Dziś po raz pierwszy w takowym spotkaniu uczestniczyłem i jak dla mnie było to naprawdę super :)))
Chciałbym wam przybliżyć nieco przebieg spotkania. Serwer został podzielony na kilka wideokonferencyjnych pokoi. Na początku połączyliśmy się wszyscy razem, chwilkę porozmawialiśmy i animator oznajmił, że jeden z nich jest przeznaczony dla opiekunów oraz osób po prostu towarzyszącym maluszkom (w tym spotkaniu nie uczestniczyłem). My zostaliśmy oddelegowani do swojego pokoju gdzie mogliśmy się troszkę poznać na wzajem. Został wyznaczony określony czas na tą rozmowę, po którym dołączył do nas animator zarządzając 15 minutową przerwę dla chętnych i oznajmił, że po jej upływie się po prostu nami zajmie:). Po upływie kwadransu spotkaliśmy się w innym pokoju gdzie po prostu opowiadał nam bajkę, po zakończeniu pierwszej części opowiadania wyznaczył nam zadanie narysowania domu. Po przerwie wszyscy musieliśmy się przed kamerką pochwalić naszym dziełem, a następnie wyznaczał zadania dorysowania jakiś elementów. Nigdy nie byłem za dobry w rysowaniu, ale i tak starałem się wykonywać polecenia, a widząc prace innych przestałem się przejmować swoimi zdolnościami, a raczej ich brakiem. Dalsza część spotkania wyglądała całkiem podobnie. Kontynuacja opowiadania, kolejna praca do wykonania i zadania z nią związane oraz czas żeby razem porozmawiać.
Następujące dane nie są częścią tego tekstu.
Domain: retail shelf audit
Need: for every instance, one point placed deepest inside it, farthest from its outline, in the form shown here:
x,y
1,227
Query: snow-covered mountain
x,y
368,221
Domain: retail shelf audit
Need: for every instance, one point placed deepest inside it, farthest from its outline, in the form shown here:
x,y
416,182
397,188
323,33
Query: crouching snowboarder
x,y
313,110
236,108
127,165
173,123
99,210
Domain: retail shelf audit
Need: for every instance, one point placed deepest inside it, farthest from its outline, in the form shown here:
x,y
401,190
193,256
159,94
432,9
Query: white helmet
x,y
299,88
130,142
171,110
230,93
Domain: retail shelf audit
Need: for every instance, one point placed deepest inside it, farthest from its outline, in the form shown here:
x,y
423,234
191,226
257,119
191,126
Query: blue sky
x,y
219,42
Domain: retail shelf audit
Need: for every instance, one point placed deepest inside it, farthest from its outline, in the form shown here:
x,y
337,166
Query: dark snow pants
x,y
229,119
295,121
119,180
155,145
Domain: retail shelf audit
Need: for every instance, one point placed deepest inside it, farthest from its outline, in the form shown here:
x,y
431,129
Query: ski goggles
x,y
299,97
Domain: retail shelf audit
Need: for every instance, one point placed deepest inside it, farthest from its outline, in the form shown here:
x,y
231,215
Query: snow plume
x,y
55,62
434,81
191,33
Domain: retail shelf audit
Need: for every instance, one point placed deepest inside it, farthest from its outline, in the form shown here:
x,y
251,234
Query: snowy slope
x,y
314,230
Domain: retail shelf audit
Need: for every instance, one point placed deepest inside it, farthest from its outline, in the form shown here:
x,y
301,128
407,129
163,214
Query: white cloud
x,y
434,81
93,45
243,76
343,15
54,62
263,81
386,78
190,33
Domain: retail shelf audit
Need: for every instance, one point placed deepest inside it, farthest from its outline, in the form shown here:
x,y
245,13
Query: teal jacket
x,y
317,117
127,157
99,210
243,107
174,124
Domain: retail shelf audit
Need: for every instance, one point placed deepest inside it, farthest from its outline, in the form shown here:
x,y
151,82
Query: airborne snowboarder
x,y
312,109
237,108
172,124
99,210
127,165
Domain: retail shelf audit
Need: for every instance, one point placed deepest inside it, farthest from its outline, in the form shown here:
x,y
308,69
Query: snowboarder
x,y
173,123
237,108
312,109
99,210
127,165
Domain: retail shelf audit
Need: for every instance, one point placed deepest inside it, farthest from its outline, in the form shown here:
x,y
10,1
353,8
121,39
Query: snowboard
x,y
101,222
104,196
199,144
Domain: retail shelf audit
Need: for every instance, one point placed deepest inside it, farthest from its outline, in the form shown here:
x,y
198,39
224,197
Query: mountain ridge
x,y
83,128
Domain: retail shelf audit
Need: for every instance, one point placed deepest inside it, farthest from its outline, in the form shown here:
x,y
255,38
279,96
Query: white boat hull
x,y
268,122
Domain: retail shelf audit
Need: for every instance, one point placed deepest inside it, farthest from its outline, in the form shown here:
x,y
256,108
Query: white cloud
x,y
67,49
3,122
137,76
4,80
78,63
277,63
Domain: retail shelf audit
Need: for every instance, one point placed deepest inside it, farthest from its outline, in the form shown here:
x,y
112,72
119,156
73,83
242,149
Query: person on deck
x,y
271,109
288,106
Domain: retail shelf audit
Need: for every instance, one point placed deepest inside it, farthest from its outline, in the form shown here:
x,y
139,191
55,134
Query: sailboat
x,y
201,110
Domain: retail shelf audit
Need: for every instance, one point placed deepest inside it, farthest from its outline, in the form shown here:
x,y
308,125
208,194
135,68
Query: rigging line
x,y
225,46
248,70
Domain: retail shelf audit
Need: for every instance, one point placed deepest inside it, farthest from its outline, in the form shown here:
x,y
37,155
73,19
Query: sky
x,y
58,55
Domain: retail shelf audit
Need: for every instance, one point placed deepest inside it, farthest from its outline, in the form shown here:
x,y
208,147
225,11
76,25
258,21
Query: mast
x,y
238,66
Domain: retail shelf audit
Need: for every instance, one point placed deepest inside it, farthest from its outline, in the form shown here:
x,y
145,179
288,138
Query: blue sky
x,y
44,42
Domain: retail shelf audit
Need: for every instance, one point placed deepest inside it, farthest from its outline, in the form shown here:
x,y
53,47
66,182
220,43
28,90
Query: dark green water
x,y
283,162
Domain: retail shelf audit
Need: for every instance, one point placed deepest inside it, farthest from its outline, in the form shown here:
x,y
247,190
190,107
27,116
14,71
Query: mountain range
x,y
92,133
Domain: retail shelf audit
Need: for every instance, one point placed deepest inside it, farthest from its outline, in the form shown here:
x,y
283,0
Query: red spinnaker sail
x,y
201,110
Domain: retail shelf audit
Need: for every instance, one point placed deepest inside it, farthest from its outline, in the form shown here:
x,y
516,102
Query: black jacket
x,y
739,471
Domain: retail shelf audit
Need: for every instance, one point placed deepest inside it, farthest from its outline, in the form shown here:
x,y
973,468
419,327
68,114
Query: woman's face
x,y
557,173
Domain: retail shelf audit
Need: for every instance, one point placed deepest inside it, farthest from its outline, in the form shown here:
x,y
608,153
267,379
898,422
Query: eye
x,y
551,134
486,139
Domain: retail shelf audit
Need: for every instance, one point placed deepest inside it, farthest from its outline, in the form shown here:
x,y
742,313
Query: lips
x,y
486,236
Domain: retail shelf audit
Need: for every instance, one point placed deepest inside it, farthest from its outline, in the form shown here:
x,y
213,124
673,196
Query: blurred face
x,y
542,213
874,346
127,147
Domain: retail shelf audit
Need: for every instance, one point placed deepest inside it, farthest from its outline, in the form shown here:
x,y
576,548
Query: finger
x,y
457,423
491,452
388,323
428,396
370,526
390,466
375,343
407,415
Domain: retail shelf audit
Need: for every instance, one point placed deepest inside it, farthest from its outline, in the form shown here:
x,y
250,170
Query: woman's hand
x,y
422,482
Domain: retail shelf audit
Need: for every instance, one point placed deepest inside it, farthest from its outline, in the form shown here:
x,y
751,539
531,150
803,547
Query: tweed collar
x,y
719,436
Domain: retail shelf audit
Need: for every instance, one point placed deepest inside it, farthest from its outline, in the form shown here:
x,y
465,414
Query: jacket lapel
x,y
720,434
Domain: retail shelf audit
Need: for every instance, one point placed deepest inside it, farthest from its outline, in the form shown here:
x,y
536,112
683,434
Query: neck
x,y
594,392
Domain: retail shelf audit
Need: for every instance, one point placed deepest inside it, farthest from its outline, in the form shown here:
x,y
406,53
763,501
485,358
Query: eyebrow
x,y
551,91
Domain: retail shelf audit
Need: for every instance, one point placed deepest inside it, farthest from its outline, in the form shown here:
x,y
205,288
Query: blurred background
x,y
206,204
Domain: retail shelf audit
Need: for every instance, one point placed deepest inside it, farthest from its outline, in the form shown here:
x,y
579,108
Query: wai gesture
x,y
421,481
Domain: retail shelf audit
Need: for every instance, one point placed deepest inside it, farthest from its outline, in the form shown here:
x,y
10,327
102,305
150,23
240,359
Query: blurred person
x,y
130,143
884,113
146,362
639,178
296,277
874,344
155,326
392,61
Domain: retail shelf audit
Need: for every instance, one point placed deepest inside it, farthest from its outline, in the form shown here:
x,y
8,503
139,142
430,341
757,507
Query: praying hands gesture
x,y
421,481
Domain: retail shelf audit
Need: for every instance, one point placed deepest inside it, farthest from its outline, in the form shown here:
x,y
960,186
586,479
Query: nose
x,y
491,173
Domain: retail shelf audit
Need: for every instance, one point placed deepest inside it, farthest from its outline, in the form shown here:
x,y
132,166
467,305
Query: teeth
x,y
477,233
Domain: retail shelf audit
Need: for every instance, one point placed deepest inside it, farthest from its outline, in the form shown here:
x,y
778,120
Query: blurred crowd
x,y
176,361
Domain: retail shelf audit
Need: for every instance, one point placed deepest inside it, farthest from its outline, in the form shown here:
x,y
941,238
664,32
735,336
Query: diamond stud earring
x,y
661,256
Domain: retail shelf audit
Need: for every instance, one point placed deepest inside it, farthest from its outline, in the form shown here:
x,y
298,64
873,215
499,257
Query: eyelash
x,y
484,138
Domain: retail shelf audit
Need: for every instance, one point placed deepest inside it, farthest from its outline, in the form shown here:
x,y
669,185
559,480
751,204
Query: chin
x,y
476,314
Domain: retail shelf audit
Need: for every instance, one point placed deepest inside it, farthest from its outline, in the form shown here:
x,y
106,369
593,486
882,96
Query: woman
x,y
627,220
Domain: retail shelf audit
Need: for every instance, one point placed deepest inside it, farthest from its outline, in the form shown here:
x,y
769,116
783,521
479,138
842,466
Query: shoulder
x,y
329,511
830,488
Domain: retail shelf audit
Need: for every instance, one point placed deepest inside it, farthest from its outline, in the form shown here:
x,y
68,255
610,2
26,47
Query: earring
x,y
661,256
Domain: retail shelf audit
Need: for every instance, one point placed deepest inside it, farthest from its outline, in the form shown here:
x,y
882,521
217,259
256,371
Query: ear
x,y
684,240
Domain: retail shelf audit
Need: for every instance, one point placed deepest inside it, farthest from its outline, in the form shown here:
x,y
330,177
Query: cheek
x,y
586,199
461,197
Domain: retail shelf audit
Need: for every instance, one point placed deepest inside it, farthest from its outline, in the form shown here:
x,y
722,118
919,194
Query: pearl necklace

Naprawdę świetnie się bawiłem i nie byłem skrępowany pokazując się przed kamerką w onesie z pieluszką pod nim i popijając herbatkę z butelki ze smoczkiem... Byłem po prostu w śród swoich:) Panowała świetna atmosfera, że stosunkowo niedawno wyjechałem do Holandii i moja znajomość języka nie jest najlepsza (szczególnie, że jestem samoukiem) animator próbował tłumaczyć mi zadania, a później po prostu je opisywał na czacie by było mi łatwiej tłumaczyć. Nie znałem słów typu prosiaczek, pisklę czy taka tablica do rysowania z odrywanymi kartkami papieru (nie wiem jak to nazwać po polsku)itp.
Mam nadzieję, że za kilka tygodni zostaną zniesione restrykcje i będę miał okazje przeżyć takie wydążenie fizycznie spotykając się z większą grupą w klubie.
Co sądzicie o tego typu eventach?
#event #pytanie
Gdyby znalazł się ktoś chętny na zorganizowanie czegoś takiego w Polsce to wzięli byście udział?